This year we're getting asteroids for all occasions. First the Halloween asteroid decided to swing by for some trick-or-treat action, and now a Christmas Eve asteroid wants to fill all our stockings with carbonaceous chondrites1.
The asteroid 163899, also known as 2003 SD220, will pass by Earth at a harmless distance of 6.7 million miles--that's about 28 times as far as the moon. It's a big asteroid, estimated to be between 0.5 and 1.5 miles wide, and it's zooming around at about 5 miles per second. (Beat that, Rudolph.)
When it passes by on Christmas Eve, you'll need a telescope and some amateur astronomy experience to find it. But no worries, if you miss it, it'll be back again in December of 2018 and 2021. NASA's asteroid radar research group notes:
The 2015 apparition is the first of five encounters by this object in the next 12 years when it will be close enough for a radar detection. By obtaining radar ranging measurements at each observing opportunity, it may be possible to detect non-gravitational perturbations due to the Yarkovsky effect. If so, then we can obtain an estimate of the object's mass, information that is invaluable for understanding the object's bulk density and internal structure.

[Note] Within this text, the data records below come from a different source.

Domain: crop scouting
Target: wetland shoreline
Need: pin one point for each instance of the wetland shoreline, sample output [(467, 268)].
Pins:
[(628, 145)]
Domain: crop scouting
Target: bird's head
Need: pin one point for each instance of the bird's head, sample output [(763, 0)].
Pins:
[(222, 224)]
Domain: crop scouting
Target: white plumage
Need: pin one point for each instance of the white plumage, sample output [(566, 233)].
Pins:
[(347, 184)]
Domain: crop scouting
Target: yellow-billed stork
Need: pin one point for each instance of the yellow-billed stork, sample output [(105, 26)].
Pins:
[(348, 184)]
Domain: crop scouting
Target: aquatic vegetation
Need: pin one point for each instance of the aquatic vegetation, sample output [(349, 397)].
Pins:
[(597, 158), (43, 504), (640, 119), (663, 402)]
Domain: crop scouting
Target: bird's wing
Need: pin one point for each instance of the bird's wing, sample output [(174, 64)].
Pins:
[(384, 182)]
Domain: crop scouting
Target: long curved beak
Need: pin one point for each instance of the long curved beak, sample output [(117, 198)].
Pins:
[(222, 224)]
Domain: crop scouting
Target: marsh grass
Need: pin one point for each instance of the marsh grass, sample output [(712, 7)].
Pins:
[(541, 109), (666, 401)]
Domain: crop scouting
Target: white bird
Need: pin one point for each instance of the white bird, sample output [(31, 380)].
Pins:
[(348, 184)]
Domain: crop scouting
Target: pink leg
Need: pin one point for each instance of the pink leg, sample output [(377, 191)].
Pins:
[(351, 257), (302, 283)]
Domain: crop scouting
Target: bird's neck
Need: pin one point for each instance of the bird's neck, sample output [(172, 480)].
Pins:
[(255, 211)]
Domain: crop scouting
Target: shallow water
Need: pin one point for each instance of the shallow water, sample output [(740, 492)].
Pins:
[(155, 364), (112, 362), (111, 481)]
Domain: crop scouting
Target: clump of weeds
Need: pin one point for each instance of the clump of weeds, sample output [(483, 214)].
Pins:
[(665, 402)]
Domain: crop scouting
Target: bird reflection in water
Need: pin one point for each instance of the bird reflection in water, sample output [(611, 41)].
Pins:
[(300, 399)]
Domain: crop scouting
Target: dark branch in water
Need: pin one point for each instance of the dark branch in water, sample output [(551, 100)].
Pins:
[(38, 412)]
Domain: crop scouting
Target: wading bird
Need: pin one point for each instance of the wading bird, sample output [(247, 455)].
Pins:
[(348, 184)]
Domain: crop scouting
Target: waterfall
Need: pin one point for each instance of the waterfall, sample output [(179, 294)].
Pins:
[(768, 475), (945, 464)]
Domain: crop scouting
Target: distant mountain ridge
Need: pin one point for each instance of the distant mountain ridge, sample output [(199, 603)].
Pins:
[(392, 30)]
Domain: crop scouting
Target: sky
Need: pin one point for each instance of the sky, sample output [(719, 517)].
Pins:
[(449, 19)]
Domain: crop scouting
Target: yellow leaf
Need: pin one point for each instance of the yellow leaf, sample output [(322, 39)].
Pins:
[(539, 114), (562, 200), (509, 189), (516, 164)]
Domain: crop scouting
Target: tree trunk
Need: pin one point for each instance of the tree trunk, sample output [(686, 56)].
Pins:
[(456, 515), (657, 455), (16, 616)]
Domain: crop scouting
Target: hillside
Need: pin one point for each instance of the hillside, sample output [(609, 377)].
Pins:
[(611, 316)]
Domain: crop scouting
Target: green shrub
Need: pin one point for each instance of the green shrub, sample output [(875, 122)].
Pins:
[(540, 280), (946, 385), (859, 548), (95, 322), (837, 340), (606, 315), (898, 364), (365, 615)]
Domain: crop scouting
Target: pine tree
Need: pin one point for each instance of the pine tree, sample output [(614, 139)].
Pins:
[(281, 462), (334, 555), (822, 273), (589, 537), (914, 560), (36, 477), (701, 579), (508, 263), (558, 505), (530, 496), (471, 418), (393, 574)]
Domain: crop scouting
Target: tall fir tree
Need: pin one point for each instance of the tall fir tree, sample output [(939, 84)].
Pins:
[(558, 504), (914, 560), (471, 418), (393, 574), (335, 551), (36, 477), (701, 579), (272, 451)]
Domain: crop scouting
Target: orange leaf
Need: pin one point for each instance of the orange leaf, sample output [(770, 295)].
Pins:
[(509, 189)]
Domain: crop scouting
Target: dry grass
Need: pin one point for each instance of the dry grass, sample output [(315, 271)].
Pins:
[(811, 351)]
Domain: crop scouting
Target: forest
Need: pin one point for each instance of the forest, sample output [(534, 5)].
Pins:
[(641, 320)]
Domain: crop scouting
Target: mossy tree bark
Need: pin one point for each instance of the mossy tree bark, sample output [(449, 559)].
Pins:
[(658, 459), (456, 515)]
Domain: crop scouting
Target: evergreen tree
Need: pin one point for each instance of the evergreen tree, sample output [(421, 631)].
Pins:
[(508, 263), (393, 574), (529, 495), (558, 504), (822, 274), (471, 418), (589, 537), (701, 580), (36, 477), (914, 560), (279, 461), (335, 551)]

What we learn from the Christmas Eve asteroid could be particularly important since NASA is thinking about sending humans to it in the decades to come.
: Note: The asteroid is not passing nearly close enough to fill our stockings with rocks, and even if it could, we're not entirely sure they'd be carbonaceous chondrites. However, carbonaceous asteroids make up 75 percent of the asteroids that we know of. They're dark in color and, as the name implies, contain a lot of carbon ... just like a certain Christmas stocking stuffer.